Development,Identification and Validation of Markers for Mmarker-Assisted Selection Against the Stagonospora nodorum Toxin Ssensitivity Genes Tsn1 and Snn2 in Wheat

Authors: ZHANG, ZENGCUI - NORTH DAKOTA STATE UNIV.; Friesen, Timothy; Simons, Kristin; Xu, Steven; Faris, Justin

Submitted to: Molecular Breeding
Publication Type: Peer Reviewed Journal
Publication Acceptance Date: 7/10/2008
Publication Date: 1/2/2009
Citation: Zhang, Z., Friesen, T.L., Simons, K.J., Xu, S.S., Faris, J.D. 2009. Development,Identification and Validation of Markers for Mmarker-Assisted Selection Against the Stagonospora nodorum Toxin Ssensitivity Genes Tsn1 and Snn2 in Wheat. Molecular Breeding,23:35-49.

Interpretive Summary: Stagonospora nodorum is a fungal pathogen of wheat that produces numerous toxins, which interact with specific genes in the wheat host to cause disease. The chromosomal locations of the host toxin-sensitivity genes Tsn1, Snn2, and Snn3, which confer sensitivity to the S. nodorum toxins ToxA, SnTox2, and SnTox3, respectively, were previously determined. In this work, we used molecular methodologies to identify and/or develop molecular markers closely associated with Tsn1 and Snn2 for use by wheat breeders in marker-assisted selection schemes. For Tsn1, we developed markers that flank the gene and delineated it to a 1.0 cM interval. For Snn2, we identified a marker that mapped 0.4 cM proximal to the gene, and we developed a new marker that mapped 3.6 cM distal to the gene. Thus, these two markers delineated the Snn2 gene to a 4.0 cM interval. Evaluation of the markers for Tsn1 and Snn2 in a diverse set of wheat genotypes validated their utility for marker-assisted selection, which is particularly efficient for removing toxin sensitivity alleles from elite germplasm and varieties.

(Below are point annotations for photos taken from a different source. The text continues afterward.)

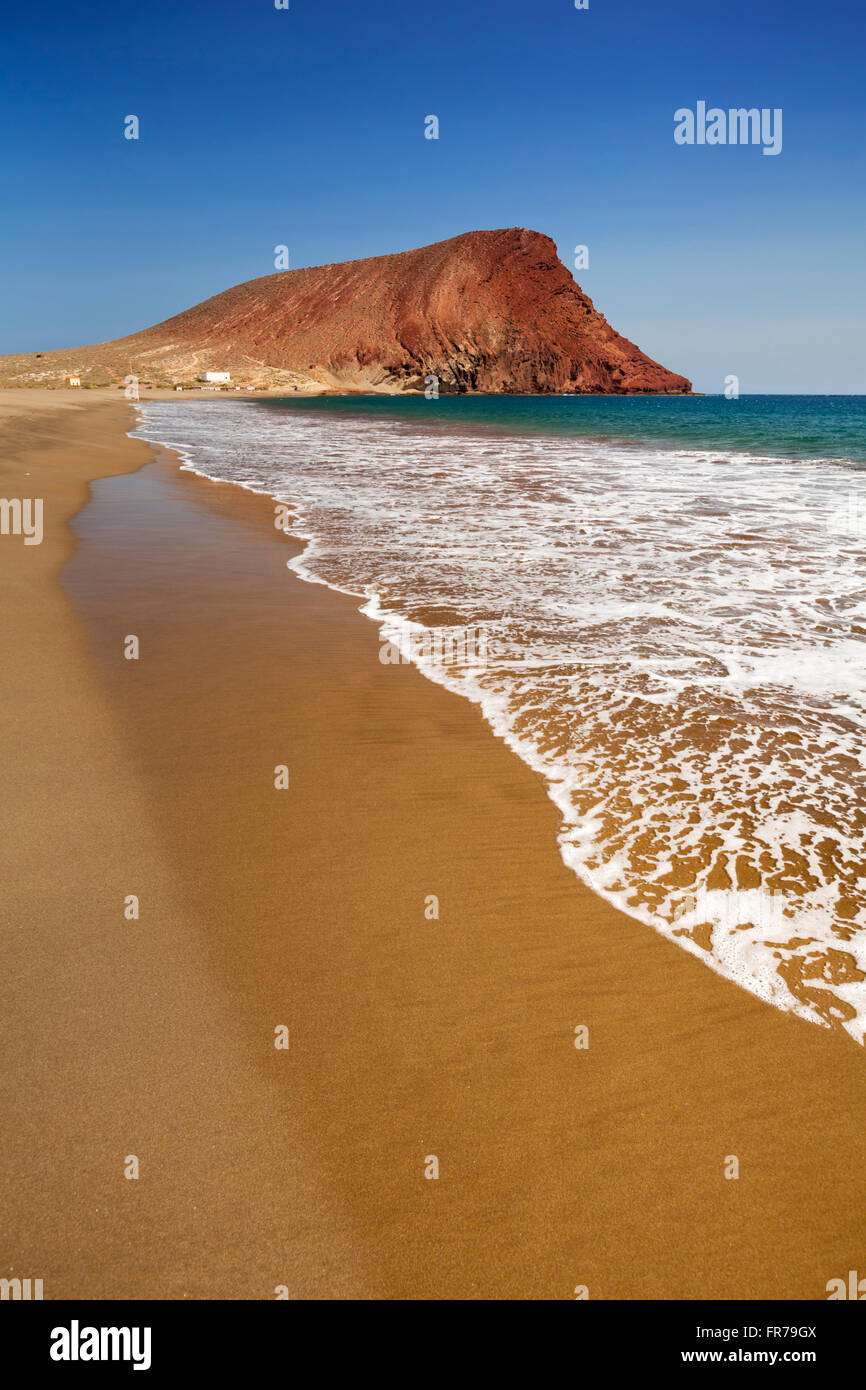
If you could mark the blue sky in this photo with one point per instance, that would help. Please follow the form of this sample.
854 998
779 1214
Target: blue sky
262 127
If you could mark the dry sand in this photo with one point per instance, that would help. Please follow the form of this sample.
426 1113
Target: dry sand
409 1037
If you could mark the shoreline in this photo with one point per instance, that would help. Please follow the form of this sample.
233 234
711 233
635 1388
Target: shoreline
559 1168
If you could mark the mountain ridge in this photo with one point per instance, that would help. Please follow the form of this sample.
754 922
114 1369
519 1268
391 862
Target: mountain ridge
483 312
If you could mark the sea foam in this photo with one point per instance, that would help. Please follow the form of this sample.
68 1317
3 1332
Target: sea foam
676 644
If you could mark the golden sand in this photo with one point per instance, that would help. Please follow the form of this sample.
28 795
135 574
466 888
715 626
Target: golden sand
410 1037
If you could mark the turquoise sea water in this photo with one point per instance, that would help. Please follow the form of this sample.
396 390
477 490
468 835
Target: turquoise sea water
658 602
791 427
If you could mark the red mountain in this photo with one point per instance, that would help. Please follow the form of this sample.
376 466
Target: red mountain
489 312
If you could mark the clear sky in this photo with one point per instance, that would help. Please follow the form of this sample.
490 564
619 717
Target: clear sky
305 127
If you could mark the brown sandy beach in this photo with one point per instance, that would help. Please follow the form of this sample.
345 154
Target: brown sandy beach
409 1037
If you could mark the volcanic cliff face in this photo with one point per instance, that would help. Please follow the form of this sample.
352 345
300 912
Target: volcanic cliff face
489 312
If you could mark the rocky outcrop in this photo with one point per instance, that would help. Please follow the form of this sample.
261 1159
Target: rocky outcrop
487 312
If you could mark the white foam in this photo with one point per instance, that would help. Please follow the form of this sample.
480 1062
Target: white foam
679 649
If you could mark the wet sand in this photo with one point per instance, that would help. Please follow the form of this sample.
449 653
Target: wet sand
409 1037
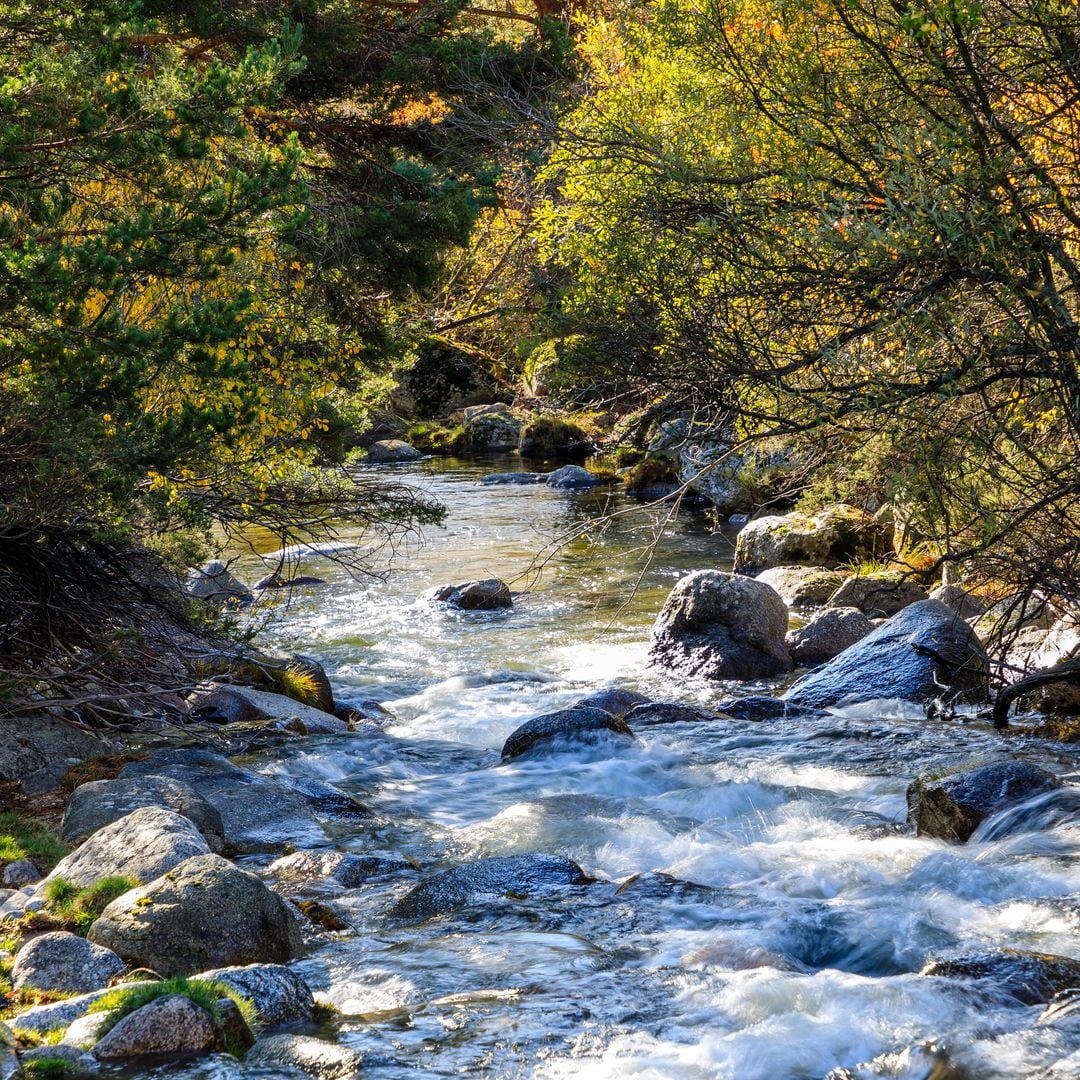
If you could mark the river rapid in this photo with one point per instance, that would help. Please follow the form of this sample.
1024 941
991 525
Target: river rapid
761 910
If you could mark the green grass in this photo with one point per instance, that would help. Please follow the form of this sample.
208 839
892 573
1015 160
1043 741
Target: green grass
23 837
204 993
81 906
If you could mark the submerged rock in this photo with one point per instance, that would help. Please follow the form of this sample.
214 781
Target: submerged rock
487 595
324 1061
721 626
879 594
567 724
143 845
925 652
802 586
204 914
390 451
826 635
526 875
1030 977
99 802
257 812
953 807
66 962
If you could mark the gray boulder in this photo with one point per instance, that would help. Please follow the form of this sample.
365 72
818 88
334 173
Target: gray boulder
318 1058
1031 979
953 807
880 594
522 875
216 584
833 537
721 626
572 476
802 586
257 812
925 652
826 635
99 802
172 1025
205 914
278 994
616 701
145 844
390 451
572 724
66 962
487 595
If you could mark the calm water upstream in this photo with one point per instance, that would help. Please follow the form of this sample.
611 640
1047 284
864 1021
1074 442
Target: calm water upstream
795 952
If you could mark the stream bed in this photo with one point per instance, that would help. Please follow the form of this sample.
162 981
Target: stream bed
760 910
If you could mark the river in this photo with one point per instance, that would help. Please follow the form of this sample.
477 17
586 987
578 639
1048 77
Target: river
797 947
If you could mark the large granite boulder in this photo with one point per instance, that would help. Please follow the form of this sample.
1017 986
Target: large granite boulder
257 813
802 586
879 594
65 962
204 914
487 595
833 537
99 802
145 844
953 807
921 653
577 724
723 626
522 875
826 635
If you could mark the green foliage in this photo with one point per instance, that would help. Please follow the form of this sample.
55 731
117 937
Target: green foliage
23 837
80 906
204 993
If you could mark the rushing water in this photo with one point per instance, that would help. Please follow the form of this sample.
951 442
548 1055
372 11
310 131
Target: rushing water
796 948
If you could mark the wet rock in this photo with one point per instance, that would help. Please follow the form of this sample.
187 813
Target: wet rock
1030 977
721 626
257 812
966 605
143 845
99 802
567 724
318 1058
390 451
172 1025
666 712
833 537
77 1063
802 586
325 799
35 743
204 914
278 994
615 701
759 706
61 1014
522 477
524 875
572 476
487 595
63 961
216 584
953 807
493 427
18 873
826 635
879 594
348 871
925 652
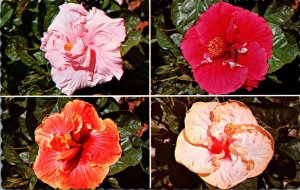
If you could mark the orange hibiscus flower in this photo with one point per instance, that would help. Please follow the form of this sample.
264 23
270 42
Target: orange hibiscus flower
76 147
223 143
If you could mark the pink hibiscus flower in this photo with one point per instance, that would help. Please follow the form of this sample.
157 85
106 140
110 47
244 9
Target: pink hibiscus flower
228 49
83 47
76 147
223 143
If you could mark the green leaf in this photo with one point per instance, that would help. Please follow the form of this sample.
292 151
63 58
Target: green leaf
131 158
29 174
133 39
128 123
10 155
278 14
284 51
33 153
6 13
185 13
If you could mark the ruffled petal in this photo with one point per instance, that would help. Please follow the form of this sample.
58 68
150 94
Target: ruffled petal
196 158
103 148
214 22
70 21
53 45
46 165
245 22
192 49
219 78
103 29
54 124
80 174
87 114
70 80
257 145
230 173
196 124
255 59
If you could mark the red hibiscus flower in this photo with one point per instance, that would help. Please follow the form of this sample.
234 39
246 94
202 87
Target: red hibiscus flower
76 147
228 49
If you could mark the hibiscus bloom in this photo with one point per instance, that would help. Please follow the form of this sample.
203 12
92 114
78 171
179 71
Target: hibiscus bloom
76 147
223 143
228 49
83 47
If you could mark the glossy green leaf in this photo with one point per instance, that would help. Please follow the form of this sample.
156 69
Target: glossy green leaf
10 155
186 12
284 51
133 39
33 153
278 14
131 158
6 13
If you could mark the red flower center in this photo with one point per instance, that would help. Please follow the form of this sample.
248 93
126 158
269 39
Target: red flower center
218 146
216 46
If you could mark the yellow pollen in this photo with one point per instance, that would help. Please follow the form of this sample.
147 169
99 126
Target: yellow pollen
216 46
66 138
68 46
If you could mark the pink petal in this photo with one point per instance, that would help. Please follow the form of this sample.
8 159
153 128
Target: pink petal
217 78
252 28
70 80
196 158
255 59
229 174
196 124
70 21
192 49
258 145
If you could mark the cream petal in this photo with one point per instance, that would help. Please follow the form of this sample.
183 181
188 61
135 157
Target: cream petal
258 145
195 157
230 173
197 122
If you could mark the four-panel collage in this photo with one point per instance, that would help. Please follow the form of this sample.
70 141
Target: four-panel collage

Technical Abstract: The wheat-Stagonospora nodorum pathosystem involves a number of pathogen-produced host-selective toxins that interact with host genes in an inverse gene-for-gene manner to cause disease. The wheat intervarietal recombinant inbred population derived from BR34 and Grandin (BG population) segregates for the toxin sensitivity genes Tsn1, Snn2, and Snn3, which confer sensitivity to the toxins ToxA, SnTox2, and SnTox3, respectively. Here, we report the addition of 141 molecular markers to the BG population linkage maps, the identification and/or development of markers tightly linked to Tsn1 and Snn2, and the validation of the markers using a set of diverse wheat accessions. The BG population maps now contain 787 markers and new simple sequence repeat (SSR) markers closely linked to Snn2 on chromosome arm 2DS were identified. In an effort to target more markers to the Snn2 locus, STS markers were developed from 2DS bin-mapped ESTs resulting in the development and mapping of 36 markers mostly to the short arms of group 2 chromosomes. Together, SSR and EST-STS markers delineated Snn2 to a 4.0 cM interval. SSRs developed in related work for Tsn1 were mapped in the BG population and delineated the gene to a 1.0 cM interval. Evaluation of the markers for Tsn1 and Snn2 in a diverse set of wheat genotypes validated their utility for marker-assisted selection, which is particularly efficient for removing toxin sensitivity alleles from elite germplasm and varieties.